North Carolina’s seventh poet laureate, Bathanti will be installed during a public celebration scheduled Thursday, Sept. 20 at 4:30 p.m. at the State Capitol. The event is free. He succeeds Cathy Smith Bowers, the state's poet laureate from 2010 to June 30, 2012.
Bathanti is a professor of creative writing at Appalachian State University where he is also Director of Writing in the Field and Writer-in-Residence in the University's Watauga Global Community. He has taught writing workshops in prisons for more than three decades and is former chair of the N.C. Writers’ Network Prison project.
“I can’t imagine a better place in the United States to be a writer than North Carolina,” Bathanti says. “There is no place richer in literature and no place that has celebrated writers in quite the same way as our state does.”
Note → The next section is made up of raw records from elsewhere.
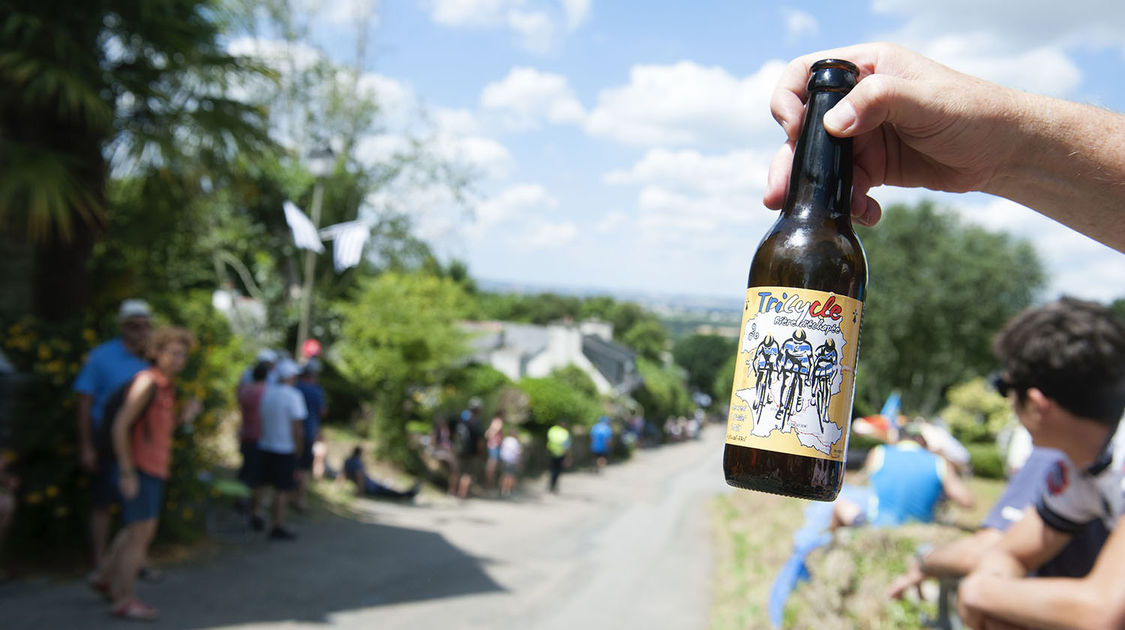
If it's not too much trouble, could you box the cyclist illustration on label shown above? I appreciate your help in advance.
[746,335,781,421]
[727,287,863,460]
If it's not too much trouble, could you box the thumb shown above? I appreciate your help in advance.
[825,74,918,137]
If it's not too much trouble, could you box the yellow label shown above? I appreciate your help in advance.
[727,287,863,461]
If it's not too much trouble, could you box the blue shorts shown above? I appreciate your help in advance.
[122,470,164,525]
[90,460,122,510]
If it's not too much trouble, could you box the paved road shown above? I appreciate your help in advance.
[0,428,726,630]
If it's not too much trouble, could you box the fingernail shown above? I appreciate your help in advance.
[825,100,855,133]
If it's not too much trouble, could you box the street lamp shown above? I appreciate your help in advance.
[293,146,336,358]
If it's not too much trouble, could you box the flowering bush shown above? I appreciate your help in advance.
[0,295,245,551]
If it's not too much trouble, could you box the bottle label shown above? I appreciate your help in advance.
[727,287,863,461]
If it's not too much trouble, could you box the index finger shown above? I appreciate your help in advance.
[770,44,888,142]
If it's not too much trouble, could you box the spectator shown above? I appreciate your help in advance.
[957,298,1125,628]
[344,447,422,501]
[830,425,973,530]
[888,449,1108,599]
[250,359,308,540]
[547,419,570,494]
[89,329,200,620]
[500,428,523,496]
[74,299,152,567]
[239,348,281,387]
[485,411,504,489]
[232,361,272,488]
[453,397,484,498]
[590,415,613,473]
[430,414,461,496]
[294,359,327,512]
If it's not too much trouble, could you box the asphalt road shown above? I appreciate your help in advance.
[0,426,726,630]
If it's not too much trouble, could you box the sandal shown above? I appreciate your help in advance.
[114,600,160,621]
[86,575,114,602]
[137,567,164,584]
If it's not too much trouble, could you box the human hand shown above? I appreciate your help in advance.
[180,398,204,423]
[117,471,141,500]
[763,44,1019,225]
[78,443,98,473]
[887,560,926,600]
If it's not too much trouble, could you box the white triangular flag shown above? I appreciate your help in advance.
[321,221,371,272]
[282,201,324,253]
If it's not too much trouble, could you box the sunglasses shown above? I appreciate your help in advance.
[988,372,1019,398]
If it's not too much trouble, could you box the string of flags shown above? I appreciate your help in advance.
[284,201,371,273]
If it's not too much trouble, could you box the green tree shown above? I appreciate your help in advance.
[520,377,601,432]
[672,334,738,394]
[332,272,468,464]
[550,366,597,401]
[856,204,1044,414]
[633,358,692,422]
[0,0,269,321]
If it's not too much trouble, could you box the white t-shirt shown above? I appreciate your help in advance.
[1037,452,1125,533]
[258,384,308,453]
[500,435,523,464]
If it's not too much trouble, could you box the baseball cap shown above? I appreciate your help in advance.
[273,359,300,380]
[117,299,152,320]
Bathanti’s books of poetry include This Metal (St. Andrews College Press, 1996 and Press 53, 2012), Restoring Sacred Art (Star Cloud Press, 2010), Land of Amnesia (Press 53, 2009), Anson County (Williams & Simpson, 1989 and Parkway Publishers, 2005), The Feast of All Saints (Nightshade press, 1994) and Communion Partners (Briarpatch Press, 1986). He has published two novels, Coventry (Novello Festival Press, 2006) and East Liberty (Banks Channel Books, 2001) along with a book of short stories, The High Heart (Eastern Washington University Press, 2007).
A native of Pittsburgh, Penn., Bathanti arrived in North Carolina in 1976 as a member of Volunteers in Service to America (VISTA), a national service program designed to fight poverty, and he never left the state. Assigned to work in Huntersville Prison in Mecklenburg County, he met fellow volunteer and future wife, Joan Carey on his first day of training. They have been married for 35 years.
Bathanti is a two-time recipient of Literature Fellowships from the N.C. Arts Council (1994 and 2009) and will receive the 2012 Ragan-Rubin Award, made to an outstanding North Carolina writer, from the N.C. English Teachers Association (NCETA). He has received numerous other awards including the 2002 Linda Flowers Prize, awarded annually by the North Carolina Humanities Council; 2006 Novello Literary Award; 2002 Sherwood Anderson Award; 2006 Spokane Prize for Short Fiction, to name a few. His fiction, nonfiction and poetry have appeared in numerous journals including Carolina Quarterly, Texas Review, California Quarterly, Cincinnati Poetry Review, Connecticut Review, Alaska Quarterly Review, Shenandoah, and New Letters.
Bathanti will be installed as N.C. Poet Laureate in a ceremony at the North Carolina State Capitol, One Edenton Street in downtown Raleigh, Thursday, Sept. 20 at 4:30 p.m. The free event is open to the public.